Five jobs that I have had:

1. Homecare worker (shower/dressing/toilet assistant, hair dryer, cook, house cleaner, spider catcher, clothes-washer, wheel-chair pusher, gardener, untrained hydro-therapist, masseuse, driver, shopper, film-watcher, motivator, listener, companion).

2. Pear picker.

3. Tutor for undergraduate English students.

4. Person who puts forms in alphabetical order and sorts through and discards obsolete scholarship applications.

5. Standing in a train station waving a poster for five hours, giving directions to confused medievalists.

Three of my habits:

1. Drinking tea.

2. Biting fingernails.

3. Forgetting things.

Five places I have lived:

1. York

2. Leeds

3. Halden

4. Mt Gambier

5. Adelaide (Hawthorndene, Belair, Torrens Park, Kensington Gardens)

Five people I want to get to know better: (A nice way of saying TAG!)

Troppo, but she doesn’t have a blog. Sigh.

Liz, but she doesn’t have a blog either (hint hint).

The Baker and the Curry Maker (yeah I know you’re a food blog, but this is half about food, right?)

Doctor S (Not sure if these memes are really your style, but you never know…)

Librarian Idol (a meme is as good a way as any to delurk I suppose)

Galaxy

Thirdcat (yeah I know that’s seven not five but the first two don’t count unless they really decide to do something about it!)

The Great Parent Adventure

We all look happy, right? I must admit, I was slightly apprehensive about spending a week with all four parents in the Norwegian mountains, especially as my parents don’t speak a word of German, and M’s parents don’t speak more than two or three phrases of English. And then there’s the different backgrounds, the different ways of doing things, the stress involved in spending time in such close quarters with family you only see once or twice a year. (With my parents it’s usually only once a year, but this year it’s twice.) But when one family lives in Australia, one in Germany, and we live in Norway/England – how else can you do it? Anyway, it turned out great. As Moni put it: ‘wir haben uns gut unterhalten’. Which means they understood each other. And they liked each other. And it was fun.

We saw some amazing fjords, and passed through Jotunheimen, the home of the giants. And there were reindeer, with their babies, grazing on one of the mountain passes. They are funny things, with their blunt faces and shaggy coats.

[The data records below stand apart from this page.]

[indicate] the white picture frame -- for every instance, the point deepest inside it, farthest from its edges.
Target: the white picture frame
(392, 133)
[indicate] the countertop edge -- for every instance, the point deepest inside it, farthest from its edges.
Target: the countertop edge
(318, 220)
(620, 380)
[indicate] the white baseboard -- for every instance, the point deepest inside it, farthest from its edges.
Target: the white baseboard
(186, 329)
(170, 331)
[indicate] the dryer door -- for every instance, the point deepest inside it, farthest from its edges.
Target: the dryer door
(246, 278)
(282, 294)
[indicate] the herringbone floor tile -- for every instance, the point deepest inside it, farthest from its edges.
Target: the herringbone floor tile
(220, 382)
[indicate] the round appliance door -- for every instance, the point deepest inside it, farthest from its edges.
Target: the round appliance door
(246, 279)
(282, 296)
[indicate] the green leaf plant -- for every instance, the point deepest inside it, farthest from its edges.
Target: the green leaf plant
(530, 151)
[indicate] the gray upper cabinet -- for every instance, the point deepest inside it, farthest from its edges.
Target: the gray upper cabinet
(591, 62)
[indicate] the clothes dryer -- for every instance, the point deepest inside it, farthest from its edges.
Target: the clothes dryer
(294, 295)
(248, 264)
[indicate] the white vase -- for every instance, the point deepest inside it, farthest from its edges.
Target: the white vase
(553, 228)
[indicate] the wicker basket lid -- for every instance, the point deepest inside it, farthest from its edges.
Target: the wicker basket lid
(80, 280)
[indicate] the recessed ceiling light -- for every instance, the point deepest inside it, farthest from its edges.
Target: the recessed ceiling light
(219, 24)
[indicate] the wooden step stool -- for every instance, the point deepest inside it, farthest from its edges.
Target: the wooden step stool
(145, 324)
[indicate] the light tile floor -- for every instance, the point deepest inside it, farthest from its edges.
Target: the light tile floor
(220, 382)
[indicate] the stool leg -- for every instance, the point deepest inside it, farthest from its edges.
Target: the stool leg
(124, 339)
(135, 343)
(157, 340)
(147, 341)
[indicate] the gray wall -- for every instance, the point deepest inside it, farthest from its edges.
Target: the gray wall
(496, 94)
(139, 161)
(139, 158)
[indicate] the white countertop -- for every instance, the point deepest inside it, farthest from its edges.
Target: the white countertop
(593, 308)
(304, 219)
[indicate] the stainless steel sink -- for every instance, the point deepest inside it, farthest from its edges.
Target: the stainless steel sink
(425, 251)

We passed glaciers, and plateaus of snow, and speckled mountains, and great lakes melting in jagged slabs. Rainbows bloomed in waterfalls, and orchards perched on the slopes of fjords. We weren’t quite north enough for the midnight sun, but even here it didn’t get dark – the sky was pale at midnight, and the sun surged through the curtains at three a.m., blazing all day on the snow and the rock and the green.

More photos here. It was amazing how quickly the landscape changed – in some places dry, others lush, others icy. Sometimes the mountains were spiky cathedrals, and other times they were rounded like whales. Bright streams gurgled through the valleys. The air was clear and the colours were pure, and it all felt so old, even as it flushed with spring. Yep. We like it here. And it’s fun to share it.